Sunrise, Florida-based MDLive, which offers telehealth services including patient-to-physician remote visits via mobile devices, has acquired online therapy provider Breakthrough Behavioral. The financial details of the acquisition were not disclosed.
Breakthrough Behavioral has raised at least $5.9 million to date.
The acquisition will allow MDLive to expand its services and offer patients access to a larger network of medical and mental health specialists.
“MDLive is on a mission to bring quality healthcare that is convenient and affordable to everyone through the use of technology,” MDLive CEO Randy Parker said in a statement. “With Breakthrough, we will expand the breadth of our offerings and our geographic footprint, and enhance our presence in the telebehavioral market. This combination strengthens our ability to serve patients across the spectrum of medical and behavioral health care.”
Breakthrough Behavioral offers mental health patients an alternative to in-person therapy sessions.
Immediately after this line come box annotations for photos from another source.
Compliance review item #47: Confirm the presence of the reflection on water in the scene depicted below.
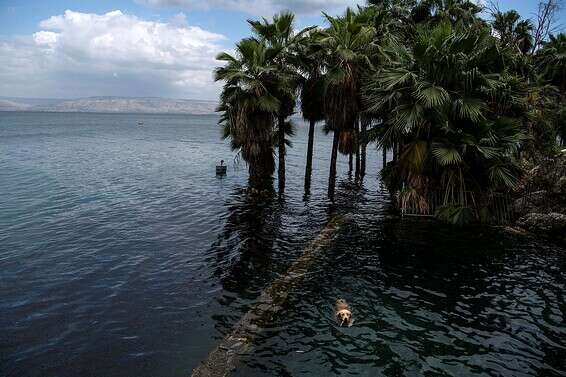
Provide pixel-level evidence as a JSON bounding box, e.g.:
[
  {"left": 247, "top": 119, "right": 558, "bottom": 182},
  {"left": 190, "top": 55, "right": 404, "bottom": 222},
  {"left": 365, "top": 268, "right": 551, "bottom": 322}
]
[{"left": 0, "top": 114, "right": 566, "bottom": 377}]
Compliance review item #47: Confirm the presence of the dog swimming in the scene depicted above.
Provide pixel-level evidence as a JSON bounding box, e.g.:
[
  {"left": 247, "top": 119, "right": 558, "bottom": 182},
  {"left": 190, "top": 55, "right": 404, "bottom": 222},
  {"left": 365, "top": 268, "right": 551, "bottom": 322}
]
[{"left": 335, "top": 299, "right": 354, "bottom": 327}]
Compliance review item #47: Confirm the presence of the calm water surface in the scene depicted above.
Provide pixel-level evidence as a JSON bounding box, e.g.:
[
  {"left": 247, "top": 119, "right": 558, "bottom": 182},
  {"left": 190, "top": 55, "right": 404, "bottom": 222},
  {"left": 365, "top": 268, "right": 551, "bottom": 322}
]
[{"left": 0, "top": 113, "right": 566, "bottom": 377}]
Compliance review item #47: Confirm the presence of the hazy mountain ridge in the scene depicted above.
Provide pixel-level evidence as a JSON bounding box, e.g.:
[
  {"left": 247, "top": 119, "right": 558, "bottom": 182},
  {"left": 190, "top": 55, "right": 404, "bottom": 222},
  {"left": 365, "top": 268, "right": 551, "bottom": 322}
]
[{"left": 0, "top": 97, "right": 217, "bottom": 115}]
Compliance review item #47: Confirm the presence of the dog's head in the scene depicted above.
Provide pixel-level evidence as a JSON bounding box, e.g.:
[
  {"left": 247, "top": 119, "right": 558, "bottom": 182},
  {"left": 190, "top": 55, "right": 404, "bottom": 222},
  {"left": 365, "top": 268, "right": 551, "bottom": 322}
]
[{"left": 336, "top": 309, "right": 352, "bottom": 324}]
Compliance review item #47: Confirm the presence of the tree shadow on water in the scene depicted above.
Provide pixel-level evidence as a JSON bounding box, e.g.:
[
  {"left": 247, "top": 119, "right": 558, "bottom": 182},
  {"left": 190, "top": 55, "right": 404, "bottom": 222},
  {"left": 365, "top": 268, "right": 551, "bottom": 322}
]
[{"left": 208, "top": 187, "right": 284, "bottom": 298}]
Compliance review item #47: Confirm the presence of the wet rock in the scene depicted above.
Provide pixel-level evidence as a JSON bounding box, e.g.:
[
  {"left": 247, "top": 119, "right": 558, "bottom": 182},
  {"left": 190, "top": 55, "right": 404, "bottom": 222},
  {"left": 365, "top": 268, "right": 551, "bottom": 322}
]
[{"left": 517, "top": 212, "right": 566, "bottom": 240}]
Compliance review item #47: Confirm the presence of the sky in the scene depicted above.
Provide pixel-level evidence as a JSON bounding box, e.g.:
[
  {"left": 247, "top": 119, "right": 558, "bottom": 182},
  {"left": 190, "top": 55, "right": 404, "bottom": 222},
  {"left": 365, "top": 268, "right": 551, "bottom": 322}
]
[{"left": 0, "top": 0, "right": 566, "bottom": 100}]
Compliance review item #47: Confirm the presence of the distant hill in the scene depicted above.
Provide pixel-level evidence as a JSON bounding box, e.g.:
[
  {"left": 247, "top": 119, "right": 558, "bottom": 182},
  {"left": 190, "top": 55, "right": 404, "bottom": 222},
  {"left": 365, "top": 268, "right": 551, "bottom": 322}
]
[{"left": 0, "top": 97, "right": 217, "bottom": 115}]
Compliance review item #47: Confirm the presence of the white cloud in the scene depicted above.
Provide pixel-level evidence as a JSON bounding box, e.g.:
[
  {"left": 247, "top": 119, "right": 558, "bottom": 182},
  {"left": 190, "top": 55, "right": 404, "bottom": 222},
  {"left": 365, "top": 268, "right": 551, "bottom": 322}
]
[
  {"left": 137, "top": 0, "right": 365, "bottom": 16},
  {"left": 0, "top": 10, "right": 226, "bottom": 98}
]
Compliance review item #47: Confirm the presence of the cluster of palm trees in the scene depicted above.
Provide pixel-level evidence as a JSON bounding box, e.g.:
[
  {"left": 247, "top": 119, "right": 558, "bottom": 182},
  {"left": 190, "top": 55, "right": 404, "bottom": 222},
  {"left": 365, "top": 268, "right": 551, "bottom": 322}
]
[{"left": 215, "top": 0, "right": 566, "bottom": 222}]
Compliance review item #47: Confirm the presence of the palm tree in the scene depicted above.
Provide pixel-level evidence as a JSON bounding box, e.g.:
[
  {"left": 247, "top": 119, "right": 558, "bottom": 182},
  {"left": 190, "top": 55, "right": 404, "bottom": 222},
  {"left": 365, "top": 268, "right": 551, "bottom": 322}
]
[
  {"left": 296, "top": 31, "right": 324, "bottom": 194},
  {"left": 215, "top": 39, "right": 281, "bottom": 186},
  {"left": 365, "top": 22, "right": 525, "bottom": 222},
  {"left": 248, "top": 12, "right": 313, "bottom": 193},
  {"left": 492, "top": 10, "right": 533, "bottom": 55},
  {"left": 320, "top": 8, "right": 375, "bottom": 199}
]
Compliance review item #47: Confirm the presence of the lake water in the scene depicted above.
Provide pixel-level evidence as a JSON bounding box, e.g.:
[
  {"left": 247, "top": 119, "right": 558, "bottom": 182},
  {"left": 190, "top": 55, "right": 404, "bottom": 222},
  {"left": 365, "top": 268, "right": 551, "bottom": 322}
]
[{"left": 0, "top": 113, "right": 566, "bottom": 377}]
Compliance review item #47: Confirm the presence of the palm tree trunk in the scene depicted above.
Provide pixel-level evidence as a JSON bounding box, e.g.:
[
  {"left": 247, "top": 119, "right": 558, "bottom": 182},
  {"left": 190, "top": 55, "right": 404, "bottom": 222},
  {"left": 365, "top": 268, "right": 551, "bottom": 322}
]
[
  {"left": 360, "top": 122, "right": 367, "bottom": 179},
  {"left": 354, "top": 120, "right": 360, "bottom": 182},
  {"left": 328, "top": 130, "right": 340, "bottom": 200},
  {"left": 393, "top": 142, "right": 397, "bottom": 162},
  {"left": 305, "top": 120, "right": 316, "bottom": 194},
  {"left": 277, "top": 117, "right": 285, "bottom": 194}
]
According to the company’s website, a patient might choose online care for many reasons, including the convenience of speaking to a professional from anywhere with internet access, reading profiles to find the therapist that’s the best fit, and maintaining the privacy that might be lost in the waiting room.
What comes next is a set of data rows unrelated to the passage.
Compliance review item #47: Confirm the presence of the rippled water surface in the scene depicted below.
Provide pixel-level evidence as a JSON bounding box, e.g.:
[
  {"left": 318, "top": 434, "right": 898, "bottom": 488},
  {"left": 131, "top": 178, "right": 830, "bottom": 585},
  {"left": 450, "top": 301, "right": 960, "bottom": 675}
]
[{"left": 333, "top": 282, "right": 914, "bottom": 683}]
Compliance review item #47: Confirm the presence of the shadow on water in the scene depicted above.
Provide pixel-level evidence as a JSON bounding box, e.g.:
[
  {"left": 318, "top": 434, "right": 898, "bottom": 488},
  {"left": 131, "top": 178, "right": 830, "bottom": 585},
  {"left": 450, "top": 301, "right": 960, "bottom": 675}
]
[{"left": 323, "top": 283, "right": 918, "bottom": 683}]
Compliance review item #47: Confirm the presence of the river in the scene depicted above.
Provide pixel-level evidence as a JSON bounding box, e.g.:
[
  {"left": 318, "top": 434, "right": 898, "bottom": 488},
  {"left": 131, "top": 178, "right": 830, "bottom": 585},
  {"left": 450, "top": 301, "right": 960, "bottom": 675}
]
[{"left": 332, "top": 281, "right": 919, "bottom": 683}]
Patients can use Breakthrough Behavioral's site to choose a licensed therapy professional based on video introductions and personal profiles on the site and schedule appointments with one of the therapists. They can search for a therapist by specialty, issue they wish to discuss, and location.
In a recent survey, Breakthrough found that teletherapy is just effective as, or better than, in-person sessions -- 81 percent of patients showed improvement by the end of an episode of care using Breakthrough's video service.
Currently, Breakthrough Behavioral is available in twelve states in the US: California, D.C., Florida, Georgia, Kentucky, Maryland, Massachusetts, Michigan, Nebraska, Pennsylvania, Texas, and Virginia. It also has five million members through existing customer contracts.
At the beginning of the year, MDLive raised $23.6 million in a round led by Heritage Group with participation from Sutter Health and Kayne Anderson Capital Advisors. The company’s first strategic investor and connected care customer was Norfolk, Virginia-based healthcare system Sentara Healthcare, which invested in late 2012. Around that same time John Sculley, the former CEO of Apple and Pepsi, invested too and became the company’s vice chair.
In April 2013, MDLive inked a deal with Cigna to equip some of its health plan members through self-insured employers access to online video, telephone or email consultations with the over 2,000 physicians that were in MDLive’s network at the time. These remote visits would be for colds, the flu, rashes, sinus issues or headaches for children and adults.